12【乳がんと伝えられた時……冷静な私】
長いような短いような変な1週間が経ち
結果を待つ院内の待合室で考えていたこと。
【乳がんだった場合】
★︎全ての仕事を一旦整理して、治療に全力を尽くす
生命保険のお金で治療に専念しながら、今まで時間に追われ出来なかった事をする。読書・勉強・DVD鑑賞・心の充電など……
【乳がんでは無かった場合】
★今まで通りの疲れた日常が続くだけ。
その時の私の心境は、実は前者の方が魅力的でした。
『一旦、全てから解放されたい』とも思っていたので。
もちろん、そう思っていたのは
『がんは治るもの。私はがんでは死なないだろうから。』
という私の中にある擦り込みが根拠となっていたのも理由の1つす。
しばらくして私は呼ばれました。私は丸椅子に座り、少し落ち着いた気持ちで先生を見つめていました。

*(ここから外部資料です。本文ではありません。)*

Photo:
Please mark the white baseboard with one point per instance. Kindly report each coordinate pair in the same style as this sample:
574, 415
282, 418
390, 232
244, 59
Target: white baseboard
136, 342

先生は落ち着いた表情で、私の目をシッカリと見つめながら
「検査の結果、悪性腫瘍でした。」と告げられました。
「……それって『がん』という事ですよね?」
耳慣れない言葉に戸惑い、とっさに出た言葉でした。
その時に、私の頭に浮かんだのは
50%「私、死ぬかも?ヤバイやん!!」
50%「あ~ これでユックリ出来る……
でも もしかして あの体験をするって事?(私の本当のがんになった理由)」
でした。
先生は続けて
「更に詳しいがんの検査結果の種類が、1週間後には分かります。
その結果次第で、術後の治療法が決まります。また1週間後に来てください。」
そう言われ、治療法の大まかな説明をされました。
私の乳がんの大きさは、すぐに手術出来る大きさでは無いので、抗がん剤で縮めてから手術という事でした。それでも、抗ガン剤で必ず手術出来る大きさまで縮むかどうかは、やってみないと分からないという事でした。
まだ小さかったら、抗がん剤をせずに手術出来たと説明を受けて、少し後悔しました。でも 、そうは言っても後の祭りです。この9ヶ月間、納得行くまで自分なりに頑張ったので悔いは有りませんでした。
私は1週間の間に出来る事に取りかかると決意しました。
仕事の段取りや誰に知らせるかを決め、脱毛準備の為に髪を切りに行く予約を入れました。
その時は前向きに『抗がん剤治療に臨もう!』そう思っていたのです。